FIGURE 1.

Analysis of APP levels and proliferation of NSPCs derived from Tg2576 mice and background strain C57Bl/6xSJL mice. A, Western blot analysis of the level of APP in the conditioned medium of neurosphere cultures. Blots were stained with mAb 22C11, which recognizes both human and mouse APP, and mAb 6E10, which is specific for human-sequence APP. B, analysis of the proliferation of NSPCs. Neurospheres were dissociated, and the isolated cells were seeded on poly-l-lysine-coated 96-well plates at a density of 2000 cells/well. After 2, 4, or 6 days in culture, the relative number of cells was estimated using the alamarBlue assay. Fluorescence intensity was taken as an index of cell number. Values are means ± S.E. (n = 3 wells). C, phase-contrast microscopy of neurospheres after 7 days in culture. Scale bar = 200 μm. D, quantitation of the area of neurospheres from the experiment shown in C. Values are means ± S.E. (n = 200 neurospheres).

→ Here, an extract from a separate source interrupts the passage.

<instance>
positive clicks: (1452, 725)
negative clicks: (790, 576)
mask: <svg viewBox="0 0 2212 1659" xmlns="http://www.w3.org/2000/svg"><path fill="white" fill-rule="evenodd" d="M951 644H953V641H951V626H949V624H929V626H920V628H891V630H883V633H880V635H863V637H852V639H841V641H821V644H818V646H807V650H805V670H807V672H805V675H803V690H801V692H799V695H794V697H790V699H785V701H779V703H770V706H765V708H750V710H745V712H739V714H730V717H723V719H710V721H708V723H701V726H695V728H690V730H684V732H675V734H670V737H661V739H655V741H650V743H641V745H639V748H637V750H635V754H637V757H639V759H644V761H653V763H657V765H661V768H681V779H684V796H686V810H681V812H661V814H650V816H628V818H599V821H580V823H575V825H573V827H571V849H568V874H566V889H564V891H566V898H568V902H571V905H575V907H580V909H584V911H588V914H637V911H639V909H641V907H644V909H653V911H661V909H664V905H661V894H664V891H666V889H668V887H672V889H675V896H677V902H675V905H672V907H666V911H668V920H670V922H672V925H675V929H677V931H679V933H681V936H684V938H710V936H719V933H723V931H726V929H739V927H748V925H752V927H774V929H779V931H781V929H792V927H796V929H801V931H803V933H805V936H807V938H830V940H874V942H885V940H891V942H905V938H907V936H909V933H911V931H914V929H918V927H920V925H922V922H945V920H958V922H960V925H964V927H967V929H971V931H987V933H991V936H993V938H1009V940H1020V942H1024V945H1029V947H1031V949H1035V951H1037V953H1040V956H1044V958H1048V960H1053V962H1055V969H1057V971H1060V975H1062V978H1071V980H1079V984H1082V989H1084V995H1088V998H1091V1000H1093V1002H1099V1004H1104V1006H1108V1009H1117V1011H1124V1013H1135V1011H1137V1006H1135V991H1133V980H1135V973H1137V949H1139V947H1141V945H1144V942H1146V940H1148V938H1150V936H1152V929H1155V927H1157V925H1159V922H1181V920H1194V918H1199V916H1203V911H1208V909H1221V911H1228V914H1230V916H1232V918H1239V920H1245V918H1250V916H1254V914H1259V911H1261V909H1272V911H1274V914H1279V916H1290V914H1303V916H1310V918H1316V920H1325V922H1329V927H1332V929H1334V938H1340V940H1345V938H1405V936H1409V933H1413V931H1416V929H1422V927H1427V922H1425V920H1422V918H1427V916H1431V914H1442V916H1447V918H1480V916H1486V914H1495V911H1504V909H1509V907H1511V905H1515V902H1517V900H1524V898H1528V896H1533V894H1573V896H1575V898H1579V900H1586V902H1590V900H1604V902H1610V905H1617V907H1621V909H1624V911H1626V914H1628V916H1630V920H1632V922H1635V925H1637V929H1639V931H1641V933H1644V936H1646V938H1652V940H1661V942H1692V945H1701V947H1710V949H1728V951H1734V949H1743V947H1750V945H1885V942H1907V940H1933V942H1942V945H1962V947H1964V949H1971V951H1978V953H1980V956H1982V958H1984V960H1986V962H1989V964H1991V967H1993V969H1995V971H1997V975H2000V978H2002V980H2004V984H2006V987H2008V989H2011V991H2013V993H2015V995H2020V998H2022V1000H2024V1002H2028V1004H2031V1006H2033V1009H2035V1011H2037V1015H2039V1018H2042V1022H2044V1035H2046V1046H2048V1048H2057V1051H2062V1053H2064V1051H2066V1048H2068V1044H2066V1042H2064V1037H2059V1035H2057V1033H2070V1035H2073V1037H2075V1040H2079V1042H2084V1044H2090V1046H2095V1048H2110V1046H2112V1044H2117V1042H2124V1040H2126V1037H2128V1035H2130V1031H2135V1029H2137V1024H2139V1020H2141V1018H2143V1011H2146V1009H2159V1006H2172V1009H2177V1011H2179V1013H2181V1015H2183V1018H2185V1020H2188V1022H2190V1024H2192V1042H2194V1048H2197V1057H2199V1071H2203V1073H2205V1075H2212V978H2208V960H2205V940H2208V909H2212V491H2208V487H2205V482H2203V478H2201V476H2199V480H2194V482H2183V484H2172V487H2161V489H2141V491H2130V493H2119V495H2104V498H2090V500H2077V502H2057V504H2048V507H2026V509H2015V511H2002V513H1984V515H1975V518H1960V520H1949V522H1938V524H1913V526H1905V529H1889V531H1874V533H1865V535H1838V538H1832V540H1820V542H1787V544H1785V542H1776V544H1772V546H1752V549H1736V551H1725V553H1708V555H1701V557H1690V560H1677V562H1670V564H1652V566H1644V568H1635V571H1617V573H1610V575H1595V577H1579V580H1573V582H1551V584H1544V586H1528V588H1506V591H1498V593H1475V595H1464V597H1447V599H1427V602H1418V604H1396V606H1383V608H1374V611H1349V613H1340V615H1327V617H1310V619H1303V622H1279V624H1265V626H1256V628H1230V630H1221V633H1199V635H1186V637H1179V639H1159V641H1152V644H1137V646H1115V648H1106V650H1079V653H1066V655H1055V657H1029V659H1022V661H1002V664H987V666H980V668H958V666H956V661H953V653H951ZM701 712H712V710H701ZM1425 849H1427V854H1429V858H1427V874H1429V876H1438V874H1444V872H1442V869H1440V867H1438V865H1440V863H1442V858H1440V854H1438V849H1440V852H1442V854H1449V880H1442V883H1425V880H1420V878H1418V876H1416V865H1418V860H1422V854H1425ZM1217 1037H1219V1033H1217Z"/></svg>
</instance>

E, EdU incorporation assay of cell proliferation. NSPCs were cultured in proliferation medium for 4 days prior to incubation for 8 h with EdU (30). The graph shows the mean values (± S.E.) of the percentage of cells incorporating EdU (n = 30 incubations). * = significantly different from corresponding values for the background strain C57BL/6xSJL cells (p < 0.05, experiment in panel B, one-way ANOVA with post hoc Tukey's test; experiment in panel D, Student's t test).